Find the volume of the body obtained by rotating a right-angled triangle ABC with legs 15 and 20 around
Find the volume of the body obtained by rotating a right-angled triangle ABC with legs 15 and 20 around the perpendicular to the hypotenuse, carried through the apex of the larger acute angle B
In a right-angled triangle ABC, according to the Pythagorean theorem, we determine the length of the hypotenuse AB. AB ^ 2 = AC ^ 2 + BC ^ 2 = 400 + 225 = 625. AB = 25 cm.
The segment AB is the radius of the circle of the truncated cone obtained during rotation.
Savs = BC * AC / 2 = 15 * 20/2 = 150 cm2.
Also Savs = AB * CH / 2.
CH = 2 * Savs / AB = 2 * 150/25 = 12 cm.
In a right-angled triangle BCH, BH ^ 2 = BC ^ 2 – CH ^ 2 = 225 – 144 = 81.
ВН = OС = 9 cm.
BH is the radius of the upper circle, CH is the height of the cone.

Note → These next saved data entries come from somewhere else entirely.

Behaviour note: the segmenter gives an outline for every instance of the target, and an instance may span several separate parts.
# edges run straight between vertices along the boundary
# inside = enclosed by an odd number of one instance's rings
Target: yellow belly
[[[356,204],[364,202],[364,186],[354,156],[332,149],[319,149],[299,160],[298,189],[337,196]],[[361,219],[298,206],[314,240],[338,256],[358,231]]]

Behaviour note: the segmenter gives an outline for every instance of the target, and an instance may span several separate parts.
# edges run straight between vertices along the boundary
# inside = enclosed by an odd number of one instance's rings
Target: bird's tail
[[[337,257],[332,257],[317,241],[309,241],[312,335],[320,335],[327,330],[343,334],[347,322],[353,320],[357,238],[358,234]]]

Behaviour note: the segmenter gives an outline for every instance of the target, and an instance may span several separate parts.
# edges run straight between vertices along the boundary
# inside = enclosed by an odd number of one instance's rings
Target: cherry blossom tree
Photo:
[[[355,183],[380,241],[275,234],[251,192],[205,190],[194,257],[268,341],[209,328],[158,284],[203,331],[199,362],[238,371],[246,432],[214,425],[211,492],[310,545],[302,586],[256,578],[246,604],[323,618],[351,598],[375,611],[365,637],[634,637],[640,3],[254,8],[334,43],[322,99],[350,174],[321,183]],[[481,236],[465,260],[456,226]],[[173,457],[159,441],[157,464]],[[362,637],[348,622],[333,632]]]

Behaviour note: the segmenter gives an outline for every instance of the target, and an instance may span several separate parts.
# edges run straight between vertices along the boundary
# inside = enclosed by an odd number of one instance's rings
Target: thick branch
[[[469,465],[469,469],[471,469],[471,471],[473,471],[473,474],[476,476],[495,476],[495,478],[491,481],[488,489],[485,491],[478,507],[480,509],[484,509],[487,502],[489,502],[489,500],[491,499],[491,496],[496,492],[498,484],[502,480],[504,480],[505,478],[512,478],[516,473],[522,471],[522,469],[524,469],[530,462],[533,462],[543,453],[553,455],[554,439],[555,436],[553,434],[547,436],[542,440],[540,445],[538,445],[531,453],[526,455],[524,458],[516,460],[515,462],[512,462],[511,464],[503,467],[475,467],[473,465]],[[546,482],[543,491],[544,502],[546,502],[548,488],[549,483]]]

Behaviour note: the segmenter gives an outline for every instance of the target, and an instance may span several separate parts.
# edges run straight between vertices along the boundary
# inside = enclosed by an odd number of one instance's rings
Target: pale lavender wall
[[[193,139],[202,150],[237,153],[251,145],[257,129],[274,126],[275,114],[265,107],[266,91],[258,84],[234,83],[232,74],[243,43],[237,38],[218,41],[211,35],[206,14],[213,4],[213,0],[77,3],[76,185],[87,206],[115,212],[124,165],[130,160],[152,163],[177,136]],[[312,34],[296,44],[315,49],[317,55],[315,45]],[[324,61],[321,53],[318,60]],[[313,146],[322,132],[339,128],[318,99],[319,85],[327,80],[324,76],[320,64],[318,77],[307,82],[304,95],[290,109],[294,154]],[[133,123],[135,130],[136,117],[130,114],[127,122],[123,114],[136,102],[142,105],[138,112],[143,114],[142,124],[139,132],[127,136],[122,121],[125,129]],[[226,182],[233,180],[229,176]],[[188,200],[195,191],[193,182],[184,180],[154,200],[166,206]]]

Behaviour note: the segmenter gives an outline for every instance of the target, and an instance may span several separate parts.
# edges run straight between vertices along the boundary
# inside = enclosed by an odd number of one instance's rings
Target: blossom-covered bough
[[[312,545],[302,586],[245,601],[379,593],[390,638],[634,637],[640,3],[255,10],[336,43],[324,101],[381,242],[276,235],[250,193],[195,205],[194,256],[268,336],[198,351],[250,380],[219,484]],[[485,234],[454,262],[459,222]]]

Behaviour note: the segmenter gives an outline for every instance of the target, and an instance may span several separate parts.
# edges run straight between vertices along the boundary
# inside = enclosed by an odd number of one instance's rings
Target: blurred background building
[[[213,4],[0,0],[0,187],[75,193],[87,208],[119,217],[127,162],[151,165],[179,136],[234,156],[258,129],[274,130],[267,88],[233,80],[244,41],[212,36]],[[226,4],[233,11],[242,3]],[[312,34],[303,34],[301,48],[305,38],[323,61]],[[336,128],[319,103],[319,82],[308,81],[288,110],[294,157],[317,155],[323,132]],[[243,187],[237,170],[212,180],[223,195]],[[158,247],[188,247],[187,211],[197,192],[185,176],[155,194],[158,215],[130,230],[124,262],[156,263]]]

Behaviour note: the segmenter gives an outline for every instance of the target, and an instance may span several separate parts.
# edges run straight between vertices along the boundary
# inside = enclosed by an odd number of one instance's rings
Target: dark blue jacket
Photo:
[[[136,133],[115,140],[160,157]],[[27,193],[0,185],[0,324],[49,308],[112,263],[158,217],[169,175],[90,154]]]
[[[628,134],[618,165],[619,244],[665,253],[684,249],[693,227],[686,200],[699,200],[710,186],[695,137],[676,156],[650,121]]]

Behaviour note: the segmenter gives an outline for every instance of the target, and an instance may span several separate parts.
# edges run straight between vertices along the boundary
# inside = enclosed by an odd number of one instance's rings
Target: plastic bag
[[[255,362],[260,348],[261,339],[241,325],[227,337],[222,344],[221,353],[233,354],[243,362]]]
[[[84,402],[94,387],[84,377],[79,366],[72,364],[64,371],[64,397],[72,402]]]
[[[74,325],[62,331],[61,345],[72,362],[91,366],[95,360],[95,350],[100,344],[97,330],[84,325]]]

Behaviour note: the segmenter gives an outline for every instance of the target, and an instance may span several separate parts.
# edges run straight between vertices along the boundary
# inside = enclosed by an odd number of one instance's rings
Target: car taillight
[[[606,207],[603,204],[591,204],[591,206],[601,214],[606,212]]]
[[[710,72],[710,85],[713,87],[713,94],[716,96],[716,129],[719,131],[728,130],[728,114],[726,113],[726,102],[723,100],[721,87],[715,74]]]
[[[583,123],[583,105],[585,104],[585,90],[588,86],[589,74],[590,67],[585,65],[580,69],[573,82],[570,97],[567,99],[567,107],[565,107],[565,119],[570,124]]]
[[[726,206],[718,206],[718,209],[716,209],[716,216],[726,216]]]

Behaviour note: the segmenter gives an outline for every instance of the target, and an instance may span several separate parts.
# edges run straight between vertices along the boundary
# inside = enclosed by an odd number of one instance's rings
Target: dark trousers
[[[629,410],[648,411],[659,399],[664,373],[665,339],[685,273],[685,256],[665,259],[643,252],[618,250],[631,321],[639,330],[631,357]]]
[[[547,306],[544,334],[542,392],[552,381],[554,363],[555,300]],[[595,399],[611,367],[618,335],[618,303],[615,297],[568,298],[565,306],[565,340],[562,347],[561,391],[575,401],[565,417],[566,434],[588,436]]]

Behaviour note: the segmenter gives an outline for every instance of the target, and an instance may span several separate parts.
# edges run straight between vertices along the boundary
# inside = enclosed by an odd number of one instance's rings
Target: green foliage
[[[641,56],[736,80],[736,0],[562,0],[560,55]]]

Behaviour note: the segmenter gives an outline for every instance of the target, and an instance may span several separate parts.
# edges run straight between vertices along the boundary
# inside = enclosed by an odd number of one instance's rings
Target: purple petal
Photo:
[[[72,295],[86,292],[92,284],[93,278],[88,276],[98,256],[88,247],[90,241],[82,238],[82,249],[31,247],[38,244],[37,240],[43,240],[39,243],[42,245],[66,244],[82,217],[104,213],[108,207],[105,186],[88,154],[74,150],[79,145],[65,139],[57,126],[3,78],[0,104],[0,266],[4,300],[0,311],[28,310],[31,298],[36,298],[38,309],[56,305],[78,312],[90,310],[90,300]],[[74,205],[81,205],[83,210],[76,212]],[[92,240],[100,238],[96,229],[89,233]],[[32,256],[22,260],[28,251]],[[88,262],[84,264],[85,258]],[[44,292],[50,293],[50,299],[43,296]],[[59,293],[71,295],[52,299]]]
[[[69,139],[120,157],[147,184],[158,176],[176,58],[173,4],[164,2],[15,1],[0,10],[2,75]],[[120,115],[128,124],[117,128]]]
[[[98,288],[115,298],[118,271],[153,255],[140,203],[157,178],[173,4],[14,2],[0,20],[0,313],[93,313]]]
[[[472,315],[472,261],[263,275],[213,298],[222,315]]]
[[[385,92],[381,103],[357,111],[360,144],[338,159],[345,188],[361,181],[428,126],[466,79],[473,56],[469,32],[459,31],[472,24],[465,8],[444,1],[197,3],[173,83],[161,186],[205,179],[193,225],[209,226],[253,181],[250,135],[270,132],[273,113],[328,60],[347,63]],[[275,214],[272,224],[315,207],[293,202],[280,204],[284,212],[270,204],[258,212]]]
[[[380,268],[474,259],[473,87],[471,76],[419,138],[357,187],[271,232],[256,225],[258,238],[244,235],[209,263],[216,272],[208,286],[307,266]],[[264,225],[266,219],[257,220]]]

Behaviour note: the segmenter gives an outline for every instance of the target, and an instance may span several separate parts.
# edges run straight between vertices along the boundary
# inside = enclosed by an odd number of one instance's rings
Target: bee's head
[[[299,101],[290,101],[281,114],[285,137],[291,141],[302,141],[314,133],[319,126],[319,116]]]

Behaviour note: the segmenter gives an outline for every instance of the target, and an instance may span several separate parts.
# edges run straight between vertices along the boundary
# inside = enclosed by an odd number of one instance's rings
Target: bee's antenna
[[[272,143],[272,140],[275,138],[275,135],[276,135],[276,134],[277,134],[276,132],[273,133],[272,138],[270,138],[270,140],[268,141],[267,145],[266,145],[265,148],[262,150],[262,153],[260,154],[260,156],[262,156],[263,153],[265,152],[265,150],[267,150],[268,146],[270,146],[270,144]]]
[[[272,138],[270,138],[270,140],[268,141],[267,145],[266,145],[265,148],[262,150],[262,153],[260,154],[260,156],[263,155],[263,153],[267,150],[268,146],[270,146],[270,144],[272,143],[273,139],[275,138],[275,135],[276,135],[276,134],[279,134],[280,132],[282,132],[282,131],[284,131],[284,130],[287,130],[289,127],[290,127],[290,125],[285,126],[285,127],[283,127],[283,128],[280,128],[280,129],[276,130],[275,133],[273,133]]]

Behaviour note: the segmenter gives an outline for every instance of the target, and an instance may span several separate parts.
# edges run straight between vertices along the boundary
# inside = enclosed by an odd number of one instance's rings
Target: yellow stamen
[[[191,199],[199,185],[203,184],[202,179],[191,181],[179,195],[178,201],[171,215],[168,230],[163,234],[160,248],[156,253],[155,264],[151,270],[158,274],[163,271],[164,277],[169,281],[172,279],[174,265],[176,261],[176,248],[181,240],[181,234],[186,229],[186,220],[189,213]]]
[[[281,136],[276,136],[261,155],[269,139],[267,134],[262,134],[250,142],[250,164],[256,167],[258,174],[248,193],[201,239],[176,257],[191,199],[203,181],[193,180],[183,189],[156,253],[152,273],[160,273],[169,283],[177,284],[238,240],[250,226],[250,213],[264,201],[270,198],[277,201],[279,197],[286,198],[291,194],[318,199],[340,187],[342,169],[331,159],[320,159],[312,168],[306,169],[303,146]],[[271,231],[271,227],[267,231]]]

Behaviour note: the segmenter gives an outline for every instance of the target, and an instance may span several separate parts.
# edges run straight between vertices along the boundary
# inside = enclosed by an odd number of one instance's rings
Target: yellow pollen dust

Determine the volume of the truncated cone.
V1 = π * CH (AB ^ 2 + OS ^ 2 + AB * OС) / 3 = π * 12 * (625 + 81 + 225) / 3 = π * 3724 cm3.
Let us determine the volume of the SDV cone.
V2 = π * OC ^ 2 * CH / 3 = π * 81 * 12/3 = π * 324 cm3.
Then the volume of the rotation figure is: V = V1 – V2 = π * 3724 – π * 324 = π * 3400 cm3.
Answer: The volume of the rotation figure is π * 3400 cm3.